Rocky Baptiste (born 8 July 1972) is an English retired football striker.

==Career==
Born in Clapham, London, he went to secondary school at Neasden High School. Baptiste was a junior at Chelsea and Brentford, but failed to earn a professional contract.

===Hayes to Luton===
After initially playing for Wealdstone, Baptiste made his breakthrough with Hayes in 2000, where he scored six goals in 14 league games and caught the eye of Luton Town. At a struggling Luton, he made three league substitute appearances without scoring. When Joe Kinnear became manager, Baptiste fell out of favour and made a return to Hayes on loan for the rest of the season.

===Farnborough===
During the close season, Baptiste signed for Farnborough Town, where he stayed for two years scoring a total of 30 goals in 49 appearances, including Farnborough's lone strike in the FA Cup fourth round defeat to Arsenal.

===Stevenage and Margate===
In the summer of 2003, Baptiste joined Stevenage Borough, following manager Graham Westley's move, where he stayed until February 2004 scoring four league goals.
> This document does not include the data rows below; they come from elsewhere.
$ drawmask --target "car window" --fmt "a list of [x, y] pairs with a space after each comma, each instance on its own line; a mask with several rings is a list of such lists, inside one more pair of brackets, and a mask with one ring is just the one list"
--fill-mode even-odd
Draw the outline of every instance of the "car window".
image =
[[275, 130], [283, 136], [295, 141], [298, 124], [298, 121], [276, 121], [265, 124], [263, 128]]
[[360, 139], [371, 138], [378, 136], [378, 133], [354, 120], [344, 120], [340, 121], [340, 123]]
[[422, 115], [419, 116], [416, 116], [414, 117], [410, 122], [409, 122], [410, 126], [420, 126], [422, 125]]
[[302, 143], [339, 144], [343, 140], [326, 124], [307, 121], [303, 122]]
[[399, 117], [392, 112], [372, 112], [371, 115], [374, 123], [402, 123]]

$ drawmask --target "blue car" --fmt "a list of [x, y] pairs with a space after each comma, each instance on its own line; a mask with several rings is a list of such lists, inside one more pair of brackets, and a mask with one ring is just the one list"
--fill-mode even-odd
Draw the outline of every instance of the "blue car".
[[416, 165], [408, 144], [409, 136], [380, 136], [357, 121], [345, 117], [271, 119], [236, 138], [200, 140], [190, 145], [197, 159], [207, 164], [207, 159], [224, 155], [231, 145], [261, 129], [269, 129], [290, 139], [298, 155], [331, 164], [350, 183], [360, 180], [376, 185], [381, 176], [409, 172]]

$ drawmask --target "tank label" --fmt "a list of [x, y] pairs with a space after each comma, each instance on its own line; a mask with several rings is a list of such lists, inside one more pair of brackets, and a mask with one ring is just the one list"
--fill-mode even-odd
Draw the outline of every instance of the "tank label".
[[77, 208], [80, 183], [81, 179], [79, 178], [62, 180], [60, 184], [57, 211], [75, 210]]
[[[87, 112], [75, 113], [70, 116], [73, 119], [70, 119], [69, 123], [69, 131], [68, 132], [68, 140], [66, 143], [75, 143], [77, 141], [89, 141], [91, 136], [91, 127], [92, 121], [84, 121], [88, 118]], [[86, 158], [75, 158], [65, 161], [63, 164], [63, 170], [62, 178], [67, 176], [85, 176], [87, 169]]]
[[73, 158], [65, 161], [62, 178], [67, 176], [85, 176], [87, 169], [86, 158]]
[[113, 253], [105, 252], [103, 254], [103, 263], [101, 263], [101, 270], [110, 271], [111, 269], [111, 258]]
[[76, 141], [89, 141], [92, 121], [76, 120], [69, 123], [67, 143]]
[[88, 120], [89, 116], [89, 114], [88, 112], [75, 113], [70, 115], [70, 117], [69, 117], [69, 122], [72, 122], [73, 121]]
Baptiste moved on to Margate, scoring five goals.

===Gravesend & Northfleet and Havant & Waterlooville===
After a short spell with Gravesend & Northfleet, Baptiste moved to Havant & Waterlooville in August 2005. Baptiste scored the equaliser at the Liberty Stadium that forced a replay with Swansea City in the third round of the 2008 FA Cup. He also went on to score in the shock 4–2 replay victory that helped them into the fourth round against Liverpool.

In September 2008, he left Havant & Waterlooville to play for Maidenhead United, spending the first half of the season there before signing for AFC Wimbledon on 31 March 2009.

===Harrow Borough===
He joined Harrow Borough in the summer of 2009. While playing for Harrow, Baptiste infamously missed an open goal after taking the ball past the opposition defence and goalkeeper. He was inside the six-yard box and just a few inches from the goal line when he smashed the ball on to the left-hand post. At the end of both the 2009–10 and 2010–11 seasons he finished as top scorer for Borough, scoring 22 league goals in each season. In 2010–11, he led Boro to the playoffs where he scored twice but Boro lost in extra time. He scored a total of 28 goals for Borough in the 2010–11 season.

He left Harrow Borough in the summer of 2011 joining Thurrock of the Conference South. However, before the end of August he was back in the Isthmian League with Kingstonian.

===Wingate & Finchley===
Baptiste scored on his debut for Isthmian League team Wingate & Finchley from the substitute bench on 20 October 2012 against Lewes in a 3–1 defeat. In October 2013 he moved on to Eastbourne Town.

===Eastbourne Town===
Rocky played eight games for Eastbourne Town seven in the Isthmian League scoring two goals and one appearance in the FA Trophy.